VOIX ET IMAGESBilly Strauss représente pour vous un moment charnière, mais vous disiez plus tôt que cela correspondait à une époque dans la dramaturgie québécoise où les auteurs ont tenté de redéfinir la nature de leur travail. Perceviez-vous cela clairement ?

LISE VAILLANCOURT Bien sûr, car j’étais dans un lieu, le TEF, où tout était remis en cause. Ce travail a été pour moi très intense pendant dix ans. Mais avec le recul, je peux constater que ce contexte favorisait un peu l’hermétisme. L’expérimentation dans laquelle j’étais ne visait pas le public. Je ne cherchais pas des façons nouvelles de le rejoindre, mais bien des formes nouvelles dans le but de permettre au propos d’aller plus loin. C’est l’écriture pour les enfants qui va créer la figure du destinataire. Cela m’aura été salutaire.

VOIX ET IMAGES Cette expérience du théâtre jeune public correspond au moment où celui-ci met en place une structure et développe un répertoire. Comme plusieurs auteurs québécois, vous avez participé activement à ce mouvement.

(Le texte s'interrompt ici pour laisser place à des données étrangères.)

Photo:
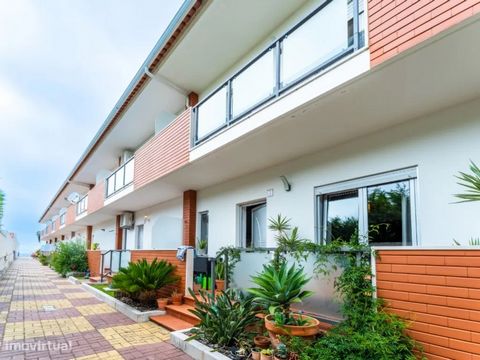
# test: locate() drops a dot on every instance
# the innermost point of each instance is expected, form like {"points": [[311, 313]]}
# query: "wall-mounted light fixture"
{"points": [[286, 184]]}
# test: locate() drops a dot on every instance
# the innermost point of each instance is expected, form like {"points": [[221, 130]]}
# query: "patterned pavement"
{"points": [[43, 316]]}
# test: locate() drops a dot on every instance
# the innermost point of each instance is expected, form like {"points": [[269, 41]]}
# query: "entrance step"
{"points": [[182, 312], [170, 322]]}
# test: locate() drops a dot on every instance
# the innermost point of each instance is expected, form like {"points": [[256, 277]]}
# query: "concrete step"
{"points": [[182, 312], [170, 322]]}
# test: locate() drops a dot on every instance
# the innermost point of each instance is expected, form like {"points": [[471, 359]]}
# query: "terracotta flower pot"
{"points": [[266, 357], [262, 342], [177, 299], [220, 285], [255, 355], [162, 303], [308, 330]]}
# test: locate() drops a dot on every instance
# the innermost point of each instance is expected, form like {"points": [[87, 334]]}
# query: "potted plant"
{"points": [[202, 247], [262, 342], [279, 286], [256, 353], [281, 352], [266, 354], [177, 298], [220, 274], [162, 303]]}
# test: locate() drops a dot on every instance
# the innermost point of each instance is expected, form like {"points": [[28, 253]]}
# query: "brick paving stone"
{"points": [[40, 312]]}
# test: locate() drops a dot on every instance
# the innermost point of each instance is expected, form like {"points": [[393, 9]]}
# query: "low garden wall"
{"points": [[94, 259], [439, 291], [168, 255]]}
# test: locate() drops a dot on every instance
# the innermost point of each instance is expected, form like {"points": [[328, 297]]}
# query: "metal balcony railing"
{"points": [[332, 31]]}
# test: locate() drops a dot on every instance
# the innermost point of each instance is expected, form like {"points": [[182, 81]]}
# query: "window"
{"points": [[253, 225], [139, 237], [380, 209]]}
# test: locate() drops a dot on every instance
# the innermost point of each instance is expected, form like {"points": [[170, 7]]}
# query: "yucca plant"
{"points": [[279, 286], [224, 319], [141, 280], [471, 182]]}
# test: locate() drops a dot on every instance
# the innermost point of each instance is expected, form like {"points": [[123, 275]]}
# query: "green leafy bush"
{"points": [[224, 320], [69, 256], [141, 280], [279, 286]]}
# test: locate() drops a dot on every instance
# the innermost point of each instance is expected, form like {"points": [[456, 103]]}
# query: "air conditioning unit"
{"points": [[126, 220]]}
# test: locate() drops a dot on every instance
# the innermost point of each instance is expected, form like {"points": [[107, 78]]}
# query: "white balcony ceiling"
{"points": [[223, 34]]}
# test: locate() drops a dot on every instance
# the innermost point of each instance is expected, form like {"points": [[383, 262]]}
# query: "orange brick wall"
{"points": [[396, 25], [94, 260], [168, 255], [96, 197], [165, 152], [439, 290]]}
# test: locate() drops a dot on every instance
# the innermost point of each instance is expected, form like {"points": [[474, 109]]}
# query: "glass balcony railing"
{"points": [[119, 179], [82, 205], [332, 31]]}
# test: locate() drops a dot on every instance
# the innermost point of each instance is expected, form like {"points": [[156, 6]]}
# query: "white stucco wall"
{"points": [[440, 144], [104, 235], [163, 226]]}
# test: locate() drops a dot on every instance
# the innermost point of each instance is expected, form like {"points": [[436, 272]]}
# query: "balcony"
{"points": [[82, 206], [331, 32], [119, 179]]}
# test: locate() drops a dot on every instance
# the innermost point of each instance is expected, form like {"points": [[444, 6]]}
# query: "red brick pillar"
{"points": [[189, 217], [89, 236], [118, 234]]}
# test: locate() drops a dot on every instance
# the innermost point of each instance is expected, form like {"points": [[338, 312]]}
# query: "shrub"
{"points": [[44, 259], [224, 320], [141, 280], [70, 256], [279, 287]]}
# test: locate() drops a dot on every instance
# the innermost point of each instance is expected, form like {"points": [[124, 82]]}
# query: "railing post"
{"points": [[226, 270], [102, 268], [212, 268]]}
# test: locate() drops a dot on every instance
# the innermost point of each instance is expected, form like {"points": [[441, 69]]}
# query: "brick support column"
{"points": [[89, 236], [118, 234], [189, 217]]}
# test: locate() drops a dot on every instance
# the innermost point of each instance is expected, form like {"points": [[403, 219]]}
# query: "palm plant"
{"points": [[141, 280], [471, 182], [279, 287], [224, 319]]}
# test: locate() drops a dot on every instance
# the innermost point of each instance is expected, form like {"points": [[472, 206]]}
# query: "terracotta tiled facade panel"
{"points": [[165, 152], [94, 258], [96, 197], [439, 291], [168, 255], [396, 25]]}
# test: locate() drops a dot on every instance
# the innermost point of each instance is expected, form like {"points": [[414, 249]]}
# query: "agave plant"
{"points": [[471, 182], [141, 280], [224, 319], [279, 287]]}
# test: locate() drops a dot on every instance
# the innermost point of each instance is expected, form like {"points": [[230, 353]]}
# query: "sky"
{"points": [[63, 66]]}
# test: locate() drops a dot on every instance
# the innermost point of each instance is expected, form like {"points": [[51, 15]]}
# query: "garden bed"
{"points": [[126, 309]]}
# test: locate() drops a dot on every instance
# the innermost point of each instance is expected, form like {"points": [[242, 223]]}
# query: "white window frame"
{"points": [[242, 220], [361, 184]]}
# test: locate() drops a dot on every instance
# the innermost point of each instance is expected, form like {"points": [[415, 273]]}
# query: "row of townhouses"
{"points": [[338, 114]]}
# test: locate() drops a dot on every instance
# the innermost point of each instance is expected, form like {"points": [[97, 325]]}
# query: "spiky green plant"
{"points": [[471, 182], [141, 280], [279, 286], [224, 319]]}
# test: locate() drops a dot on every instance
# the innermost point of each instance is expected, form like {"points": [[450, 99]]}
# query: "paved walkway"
{"points": [[44, 316]]}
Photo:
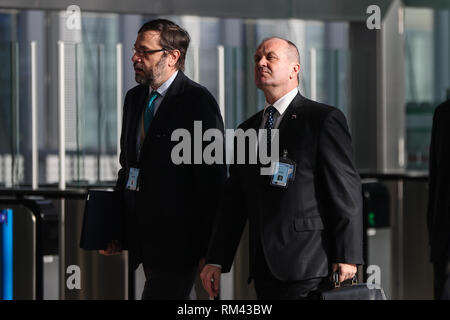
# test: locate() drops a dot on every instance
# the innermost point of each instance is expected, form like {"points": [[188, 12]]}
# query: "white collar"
{"points": [[165, 86], [282, 103]]}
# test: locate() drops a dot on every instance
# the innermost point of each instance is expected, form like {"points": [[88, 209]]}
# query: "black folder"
{"points": [[102, 221]]}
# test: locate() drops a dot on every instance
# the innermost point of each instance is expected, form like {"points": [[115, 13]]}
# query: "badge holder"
{"points": [[133, 177], [284, 171]]}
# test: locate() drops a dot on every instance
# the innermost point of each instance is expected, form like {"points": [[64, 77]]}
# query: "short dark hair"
{"points": [[172, 37]]}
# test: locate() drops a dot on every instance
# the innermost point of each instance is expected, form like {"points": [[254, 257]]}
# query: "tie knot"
{"points": [[153, 97], [271, 110]]}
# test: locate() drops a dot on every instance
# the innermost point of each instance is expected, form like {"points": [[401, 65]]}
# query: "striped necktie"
{"points": [[270, 124], [150, 110]]}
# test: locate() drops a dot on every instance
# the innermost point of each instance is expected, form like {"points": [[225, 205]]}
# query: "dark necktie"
{"points": [[270, 124], [150, 110]]}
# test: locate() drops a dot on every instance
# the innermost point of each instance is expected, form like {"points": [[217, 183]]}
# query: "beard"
{"points": [[148, 77]]}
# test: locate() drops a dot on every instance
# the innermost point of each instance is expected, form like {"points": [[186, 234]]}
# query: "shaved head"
{"points": [[291, 49]]}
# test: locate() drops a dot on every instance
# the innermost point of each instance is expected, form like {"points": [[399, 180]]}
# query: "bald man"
{"points": [[302, 226]]}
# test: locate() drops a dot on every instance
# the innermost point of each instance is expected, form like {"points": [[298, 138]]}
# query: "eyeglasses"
{"points": [[141, 52]]}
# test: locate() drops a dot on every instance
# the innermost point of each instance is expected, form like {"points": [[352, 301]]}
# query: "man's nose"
{"points": [[262, 62], [135, 58]]}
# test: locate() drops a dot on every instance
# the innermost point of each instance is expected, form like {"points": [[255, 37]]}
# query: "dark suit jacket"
{"points": [[169, 220], [317, 220], [438, 214]]}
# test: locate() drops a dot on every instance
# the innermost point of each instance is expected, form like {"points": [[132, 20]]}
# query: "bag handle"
{"points": [[337, 284]]}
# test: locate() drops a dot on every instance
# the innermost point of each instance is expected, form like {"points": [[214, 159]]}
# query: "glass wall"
{"points": [[92, 87], [427, 67]]}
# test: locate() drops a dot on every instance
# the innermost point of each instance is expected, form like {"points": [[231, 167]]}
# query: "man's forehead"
{"points": [[272, 45], [148, 36]]}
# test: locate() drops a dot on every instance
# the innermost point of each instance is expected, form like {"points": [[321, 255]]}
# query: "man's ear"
{"points": [[174, 55], [295, 70]]}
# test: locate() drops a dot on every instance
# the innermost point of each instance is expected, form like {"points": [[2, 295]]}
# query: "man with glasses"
{"points": [[169, 207]]}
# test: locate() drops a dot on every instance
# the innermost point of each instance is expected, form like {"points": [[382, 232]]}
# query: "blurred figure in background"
{"points": [[438, 215]]}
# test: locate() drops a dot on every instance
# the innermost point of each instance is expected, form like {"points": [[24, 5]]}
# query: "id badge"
{"points": [[284, 172], [133, 176]]}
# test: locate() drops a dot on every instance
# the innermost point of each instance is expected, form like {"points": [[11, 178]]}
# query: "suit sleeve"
{"points": [[432, 176], [341, 191], [122, 174]]}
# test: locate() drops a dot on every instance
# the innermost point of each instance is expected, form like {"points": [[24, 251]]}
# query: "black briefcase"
{"points": [[353, 291], [102, 221]]}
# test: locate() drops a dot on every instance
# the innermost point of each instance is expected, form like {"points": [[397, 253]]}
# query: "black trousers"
{"points": [[268, 287], [442, 280], [168, 285]]}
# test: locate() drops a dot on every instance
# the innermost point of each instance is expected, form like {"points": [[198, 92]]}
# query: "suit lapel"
{"points": [[289, 117], [138, 106], [174, 90]]}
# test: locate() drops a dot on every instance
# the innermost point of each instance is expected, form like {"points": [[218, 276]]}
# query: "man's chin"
{"points": [[140, 80]]}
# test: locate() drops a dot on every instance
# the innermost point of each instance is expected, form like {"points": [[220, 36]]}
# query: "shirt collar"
{"points": [[165, 86], [282, 103]]}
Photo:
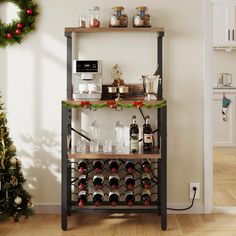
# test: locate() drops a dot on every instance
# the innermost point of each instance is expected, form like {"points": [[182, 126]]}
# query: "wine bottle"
{"points": [[134, 136], [146, 166], [129, 198], [129, 181], [82, 182], [114, 166], [82, 166], [98, 165], [146, 197], [98, 197], [98, 180], [147, 135], [114, 180], [114, 197], [130, 167], [82, 198], [146, 181]]}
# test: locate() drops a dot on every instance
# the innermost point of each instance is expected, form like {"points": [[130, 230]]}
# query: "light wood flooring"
{"points": [[99, 224], [224, 176]]}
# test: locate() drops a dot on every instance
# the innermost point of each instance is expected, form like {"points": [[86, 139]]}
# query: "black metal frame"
{"points": [[66, 206]]}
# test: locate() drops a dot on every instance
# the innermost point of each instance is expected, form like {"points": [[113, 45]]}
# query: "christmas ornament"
{"points": [[18, 200], [14, 32]]}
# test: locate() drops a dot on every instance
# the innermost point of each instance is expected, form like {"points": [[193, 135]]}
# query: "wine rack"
{"points": [[157, 157]]}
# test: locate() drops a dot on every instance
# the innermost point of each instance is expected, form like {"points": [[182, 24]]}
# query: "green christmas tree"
{"points": [[15, 201]]}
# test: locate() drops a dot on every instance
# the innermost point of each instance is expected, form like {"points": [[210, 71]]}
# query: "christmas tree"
{"points": [[15, 201]]}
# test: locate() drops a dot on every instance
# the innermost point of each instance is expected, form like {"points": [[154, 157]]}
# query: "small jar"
{"points": [[141, 18], [118, 18], [94, 21]]}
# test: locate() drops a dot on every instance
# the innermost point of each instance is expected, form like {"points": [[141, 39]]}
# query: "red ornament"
{"points": [[19, 25], [9, 35], [18, 31], [29, 11]]}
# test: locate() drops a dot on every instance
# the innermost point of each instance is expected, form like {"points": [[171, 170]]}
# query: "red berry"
{"points": [[18, 31], [19, 25]]}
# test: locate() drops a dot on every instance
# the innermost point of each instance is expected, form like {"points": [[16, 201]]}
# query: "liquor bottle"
{"points": [[114, 165], [146, 166], [129, 198], [98, 165], [146, 197], [130, 167], [82, 166], [82, 182], [134, 136], [146, 181], [98, 180], [114, 197], [98, 197], [82, 198], [147, 135], [114, 180], [129, 181]]}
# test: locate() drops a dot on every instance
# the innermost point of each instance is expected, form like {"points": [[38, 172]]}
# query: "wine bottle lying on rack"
{"points": [[82, 166], [146, 181], [129, 198], [129, 166], [82, 182], [129, 181], [114, 166], [146, 197], [82, 198], [98, 165], [146, 166], [114, 197], [114, 181], [98, 197], [98, 180]]}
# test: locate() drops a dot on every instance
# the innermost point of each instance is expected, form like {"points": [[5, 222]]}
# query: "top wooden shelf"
{"points": [[117, 29]]}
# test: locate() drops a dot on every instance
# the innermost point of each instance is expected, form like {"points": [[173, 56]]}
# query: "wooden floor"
{"points": [[116, 225], [224, 176]]}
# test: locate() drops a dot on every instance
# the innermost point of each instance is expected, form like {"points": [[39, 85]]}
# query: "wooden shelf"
{"points": [[109, 29], [114, 155]]}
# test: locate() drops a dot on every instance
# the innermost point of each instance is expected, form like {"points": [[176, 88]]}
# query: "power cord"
{"points": [[187, 208]]}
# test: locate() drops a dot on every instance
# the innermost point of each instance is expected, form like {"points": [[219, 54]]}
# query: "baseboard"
{"points": [[198, 208]]}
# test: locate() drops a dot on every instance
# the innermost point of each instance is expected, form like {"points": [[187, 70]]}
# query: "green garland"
{"points": [[15, 31]]}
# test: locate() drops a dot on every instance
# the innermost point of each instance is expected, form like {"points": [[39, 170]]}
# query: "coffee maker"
{"points": [[87, 79]]}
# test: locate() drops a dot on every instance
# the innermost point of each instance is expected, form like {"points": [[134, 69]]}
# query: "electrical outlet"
{"points": [[191, 191]]}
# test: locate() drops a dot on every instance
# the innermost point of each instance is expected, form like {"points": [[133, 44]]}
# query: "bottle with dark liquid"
{"points": [[98, 197], [98, 165], [129, 198], [146, 166], [147, 135], [146, 181], [114, 197], [82, 198], [146, 197], [129, 166], [98, 180], [129, 181], [82, 182], [114, 181], [82, 166], [114, 166], [134, 136]]}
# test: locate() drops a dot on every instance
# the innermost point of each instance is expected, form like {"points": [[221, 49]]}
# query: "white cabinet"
{"points": [[224, 132], [224, 24]]}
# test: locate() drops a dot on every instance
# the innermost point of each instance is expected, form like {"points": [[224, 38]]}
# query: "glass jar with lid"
{"points": [[142, 18], [94, 21], [118, 17]]}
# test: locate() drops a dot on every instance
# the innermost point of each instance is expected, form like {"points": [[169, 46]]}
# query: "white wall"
{"points": [[35, 83]]}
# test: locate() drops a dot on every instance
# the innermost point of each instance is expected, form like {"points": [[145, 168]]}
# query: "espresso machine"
{"points": [[87, 79]]}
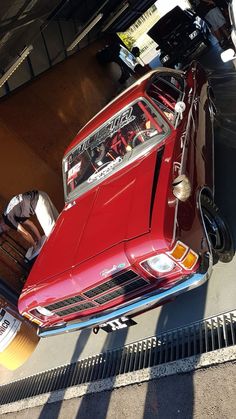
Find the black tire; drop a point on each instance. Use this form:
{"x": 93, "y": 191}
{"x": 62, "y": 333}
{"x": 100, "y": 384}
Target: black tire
{"x": 218, "y": 231}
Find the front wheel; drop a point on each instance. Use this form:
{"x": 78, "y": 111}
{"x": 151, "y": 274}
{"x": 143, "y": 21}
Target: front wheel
{"x": 217, "y": 230}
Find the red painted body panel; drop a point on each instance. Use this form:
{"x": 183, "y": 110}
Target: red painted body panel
{"x": 131, "y": 215}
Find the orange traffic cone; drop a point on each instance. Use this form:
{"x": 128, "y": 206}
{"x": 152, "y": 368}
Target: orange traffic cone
{"x": 18, "y": 337}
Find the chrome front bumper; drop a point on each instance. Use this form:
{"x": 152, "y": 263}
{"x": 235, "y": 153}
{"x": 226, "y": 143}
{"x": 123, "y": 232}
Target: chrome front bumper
{"x": 140, "y": 304}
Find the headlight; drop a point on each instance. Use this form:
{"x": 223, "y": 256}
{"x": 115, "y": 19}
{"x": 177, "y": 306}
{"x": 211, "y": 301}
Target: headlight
{"x": 160, "y": 263}
{"x": 166, "y": 58}
{"x": 193, "y": 34}
{"x": 44, "y": 311}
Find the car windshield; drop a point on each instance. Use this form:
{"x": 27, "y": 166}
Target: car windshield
{"x": 121, "y": 139}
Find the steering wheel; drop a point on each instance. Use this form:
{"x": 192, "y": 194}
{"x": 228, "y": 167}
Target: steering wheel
{"x": 144, "y": 131}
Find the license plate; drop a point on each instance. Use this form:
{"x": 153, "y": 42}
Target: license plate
{"x": 117, "y": 324}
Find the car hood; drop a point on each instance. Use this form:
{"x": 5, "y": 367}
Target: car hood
{"x": 113, "y": 212}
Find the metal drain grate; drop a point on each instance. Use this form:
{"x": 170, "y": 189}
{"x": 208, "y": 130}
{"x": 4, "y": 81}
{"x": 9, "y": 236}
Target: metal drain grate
{"x": 197, "y": 338}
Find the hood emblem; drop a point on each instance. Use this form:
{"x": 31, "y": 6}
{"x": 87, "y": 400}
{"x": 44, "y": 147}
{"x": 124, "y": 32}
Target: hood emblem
{"x": 113, "y": 269}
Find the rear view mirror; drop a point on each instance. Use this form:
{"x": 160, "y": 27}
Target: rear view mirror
{"x": 228, "y": 55}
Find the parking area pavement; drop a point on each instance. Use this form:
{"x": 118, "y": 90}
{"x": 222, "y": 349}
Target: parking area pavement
{"x": 214, "y": 297}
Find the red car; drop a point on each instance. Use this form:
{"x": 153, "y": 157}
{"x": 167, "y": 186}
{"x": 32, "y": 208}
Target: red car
{"x": 139, "y": 226}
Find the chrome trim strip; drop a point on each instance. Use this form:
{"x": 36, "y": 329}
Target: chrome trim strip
{"x": 142, "y": 303}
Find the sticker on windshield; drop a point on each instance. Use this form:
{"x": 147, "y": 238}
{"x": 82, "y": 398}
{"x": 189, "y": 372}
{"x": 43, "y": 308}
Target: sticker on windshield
{"x": 9, "y": 327}
{"x": 73, "y": 172}
{"x": 104, "y": 170}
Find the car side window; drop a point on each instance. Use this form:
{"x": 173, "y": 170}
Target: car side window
{"x": 166, "y": 90}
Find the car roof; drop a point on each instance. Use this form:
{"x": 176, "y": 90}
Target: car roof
{"x": 129, "y": 95}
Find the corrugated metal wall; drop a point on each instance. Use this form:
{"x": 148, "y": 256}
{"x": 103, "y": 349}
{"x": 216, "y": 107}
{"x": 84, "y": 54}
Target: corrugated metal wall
{"x": 38, "y": 121}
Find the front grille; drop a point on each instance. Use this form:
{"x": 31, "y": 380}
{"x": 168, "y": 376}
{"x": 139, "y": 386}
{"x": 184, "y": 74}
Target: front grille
{"x": 117, "y": 286}
{"x": 123, "y": 290}
{"x": 64, "y": 303}
{"x": 114, "y": 282}
{"x": 76, "y": 309}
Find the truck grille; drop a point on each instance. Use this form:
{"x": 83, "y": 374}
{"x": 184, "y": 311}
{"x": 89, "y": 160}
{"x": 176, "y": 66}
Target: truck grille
{"x": 107, "y": 286}
{"x": 84, "y": 306}
{"x": 63, "y": 303}
{"x": 120, "y": 285}
{"x": 124, "y": 290}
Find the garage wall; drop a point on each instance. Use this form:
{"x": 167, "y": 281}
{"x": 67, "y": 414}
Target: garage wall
{"x": 39, "y": 120}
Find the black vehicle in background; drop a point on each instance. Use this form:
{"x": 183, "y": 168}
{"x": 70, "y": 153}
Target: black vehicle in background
{"x": 180, "y": 34}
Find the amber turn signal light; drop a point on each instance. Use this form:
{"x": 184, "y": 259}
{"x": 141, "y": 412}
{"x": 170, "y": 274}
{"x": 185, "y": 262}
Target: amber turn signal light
{"x": 190, "y": 260}
{"x": 179, "y": 251}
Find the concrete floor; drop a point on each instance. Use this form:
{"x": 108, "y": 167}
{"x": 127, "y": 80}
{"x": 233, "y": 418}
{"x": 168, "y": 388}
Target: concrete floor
{"x": 183, "y": 396}
{"x": 216, "y": 296}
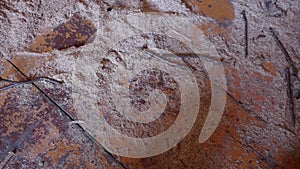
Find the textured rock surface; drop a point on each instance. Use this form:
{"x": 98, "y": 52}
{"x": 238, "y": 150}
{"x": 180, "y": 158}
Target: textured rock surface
{"x": 256, "y": 130}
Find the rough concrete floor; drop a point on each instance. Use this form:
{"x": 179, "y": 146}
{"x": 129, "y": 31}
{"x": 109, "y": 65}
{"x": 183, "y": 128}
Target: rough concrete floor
{"x": 68, "y": 40}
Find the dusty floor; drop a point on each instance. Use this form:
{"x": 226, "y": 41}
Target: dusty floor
{"x": 71, "y": 41}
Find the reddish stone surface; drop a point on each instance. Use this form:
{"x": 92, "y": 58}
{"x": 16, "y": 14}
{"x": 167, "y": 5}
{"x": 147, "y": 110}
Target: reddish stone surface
{"x": 76, "y": 32}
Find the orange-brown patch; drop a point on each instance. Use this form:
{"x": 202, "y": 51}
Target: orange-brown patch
{"x": 221, "y": 10}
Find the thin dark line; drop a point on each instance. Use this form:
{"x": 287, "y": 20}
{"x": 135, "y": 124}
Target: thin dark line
{"x": 69, "y": 116}
{"x": 286, "y": 53}
{"x": 246, "y": 33}
{"x": 290, "y": 95}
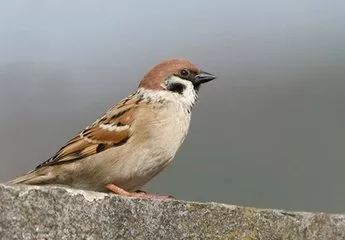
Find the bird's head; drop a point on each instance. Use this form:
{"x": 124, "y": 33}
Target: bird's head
{"x": 178, "y": 77}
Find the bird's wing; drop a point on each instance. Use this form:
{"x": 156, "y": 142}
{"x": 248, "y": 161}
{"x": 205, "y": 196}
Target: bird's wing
{"x": 111, "y": 130}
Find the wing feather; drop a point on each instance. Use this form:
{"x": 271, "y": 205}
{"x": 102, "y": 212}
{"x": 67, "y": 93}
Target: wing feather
{"x": 111, "y": 130}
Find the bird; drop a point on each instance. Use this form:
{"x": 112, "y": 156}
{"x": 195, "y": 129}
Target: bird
{"x": 134, "y": 140}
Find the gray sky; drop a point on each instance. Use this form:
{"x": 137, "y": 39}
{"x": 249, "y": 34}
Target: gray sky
{"x": 268, "y": 133}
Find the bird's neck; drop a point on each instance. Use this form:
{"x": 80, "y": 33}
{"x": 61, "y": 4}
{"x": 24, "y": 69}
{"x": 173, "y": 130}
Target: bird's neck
{"x": 185, "y": 101}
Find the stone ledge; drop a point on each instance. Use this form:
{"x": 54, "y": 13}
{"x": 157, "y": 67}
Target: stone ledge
{"x": 52, "y": 212}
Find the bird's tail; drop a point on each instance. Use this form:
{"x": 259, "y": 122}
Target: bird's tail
{"x": 32, "y": 178}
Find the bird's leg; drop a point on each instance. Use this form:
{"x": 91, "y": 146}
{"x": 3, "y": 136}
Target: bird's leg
{"x": 155, "y": 196}
{"x": 137, "y": 194}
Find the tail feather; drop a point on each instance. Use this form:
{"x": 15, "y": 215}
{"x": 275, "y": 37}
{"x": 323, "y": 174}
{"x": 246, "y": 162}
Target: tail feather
{"x": 32, "y": 178}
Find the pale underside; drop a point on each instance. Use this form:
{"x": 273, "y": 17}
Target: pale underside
{"x": 143, "y": 141}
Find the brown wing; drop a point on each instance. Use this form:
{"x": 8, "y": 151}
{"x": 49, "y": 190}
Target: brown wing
{"x": 113, "y": 129}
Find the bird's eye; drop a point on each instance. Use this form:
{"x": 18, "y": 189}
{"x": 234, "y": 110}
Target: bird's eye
{"x": 184, "y": 73}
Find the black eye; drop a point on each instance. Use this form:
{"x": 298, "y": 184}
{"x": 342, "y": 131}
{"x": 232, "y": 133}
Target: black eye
{"x": 184, "y": 73}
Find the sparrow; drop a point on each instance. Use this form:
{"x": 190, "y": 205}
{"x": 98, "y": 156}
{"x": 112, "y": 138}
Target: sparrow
{"x": 134, "y": 140}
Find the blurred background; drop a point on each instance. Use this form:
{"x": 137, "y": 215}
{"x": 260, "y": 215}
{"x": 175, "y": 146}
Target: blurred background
{"x": 269, "y": 132}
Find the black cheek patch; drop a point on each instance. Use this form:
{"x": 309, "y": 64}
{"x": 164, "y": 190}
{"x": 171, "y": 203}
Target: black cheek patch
{"x": 176, "y": 87}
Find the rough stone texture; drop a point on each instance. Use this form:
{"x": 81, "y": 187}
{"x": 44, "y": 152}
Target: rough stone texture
{"x": 52, "y": 212}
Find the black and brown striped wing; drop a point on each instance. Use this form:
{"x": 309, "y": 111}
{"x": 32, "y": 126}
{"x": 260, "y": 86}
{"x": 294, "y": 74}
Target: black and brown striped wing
{"x": 112, "y": 130}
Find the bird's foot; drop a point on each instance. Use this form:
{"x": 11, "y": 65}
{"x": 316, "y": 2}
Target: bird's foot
{"x": 137, "y": 194}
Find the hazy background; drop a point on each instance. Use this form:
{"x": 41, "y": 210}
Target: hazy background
{"x": 269, "y": 132}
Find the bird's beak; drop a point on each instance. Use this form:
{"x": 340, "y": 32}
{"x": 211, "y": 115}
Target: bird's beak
{"x": 204, "y": 77}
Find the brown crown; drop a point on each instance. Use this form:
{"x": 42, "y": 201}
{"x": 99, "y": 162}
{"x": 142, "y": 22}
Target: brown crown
{"x": 155, "y": 77}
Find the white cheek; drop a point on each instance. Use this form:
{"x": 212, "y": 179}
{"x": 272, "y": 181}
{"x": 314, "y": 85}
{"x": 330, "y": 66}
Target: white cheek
{"x": 188, "y": 96}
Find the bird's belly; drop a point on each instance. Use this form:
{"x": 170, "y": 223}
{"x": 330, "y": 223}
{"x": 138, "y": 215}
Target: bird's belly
{"x": 133, "y": 164}
{"x": 147, "y": 157}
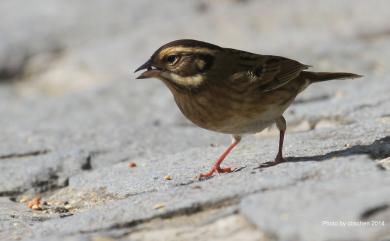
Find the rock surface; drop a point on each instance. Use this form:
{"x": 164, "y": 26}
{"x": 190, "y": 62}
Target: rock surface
{"x": 74, "y": 119}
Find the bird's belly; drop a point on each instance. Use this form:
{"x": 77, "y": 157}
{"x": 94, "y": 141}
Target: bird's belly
{"x": 232, "y": 116}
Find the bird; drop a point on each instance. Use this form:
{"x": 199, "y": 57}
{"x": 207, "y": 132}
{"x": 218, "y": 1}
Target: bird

LISE VAILLANCOURT En 1993, la directrice du Théâtre des Confettis, qui avait vu en 1984 Marie-Antoine, opus 1, me demande d’écrire une pièce pour enfants. J’en écrirai finalement deux, Le petit dragon et La balade de Fannie et Carcassonne, qui seront jouées en 1995 et 1997. C’est à partir de là que je vais prendre conscience du public et que je vais commencer à me poser la question de ma place comme écrivain en lien avec sa société. Durant mon séjour au TEF, alors que je commence mon métier, paradoxalement, je me sens étrangère à ma communauté. Ce sont les enfants qui vont m’apprivoiser en tant qu’auteur. Auprès d’eux, je conçois mon travail dans un esprit de grande liberté. Au contraire du sentiment d’urgence qui m’animait au début de mon écriture, maintenant je cultive l’art de prendre le temps. Mes préoccupations et mes réflexions, pour l’instant, concernent mon lien avec la société, ce que signifie vivre sur un territoire, et mon rapport à l’autre. Voilà ce qui nourrit mon écriture présentement. La difficulté pour moi reste de continuer à écrire sans sombrer. J’ai toujours oscillé entre le personnage du Sombreur et celui de l’Espérante. Je suis les deux. Mais ce qui me sauve, c’est que mon esprit est un infatigable et enthousiaste voyageur, toujours prêt à explorer de nouveaux territoires.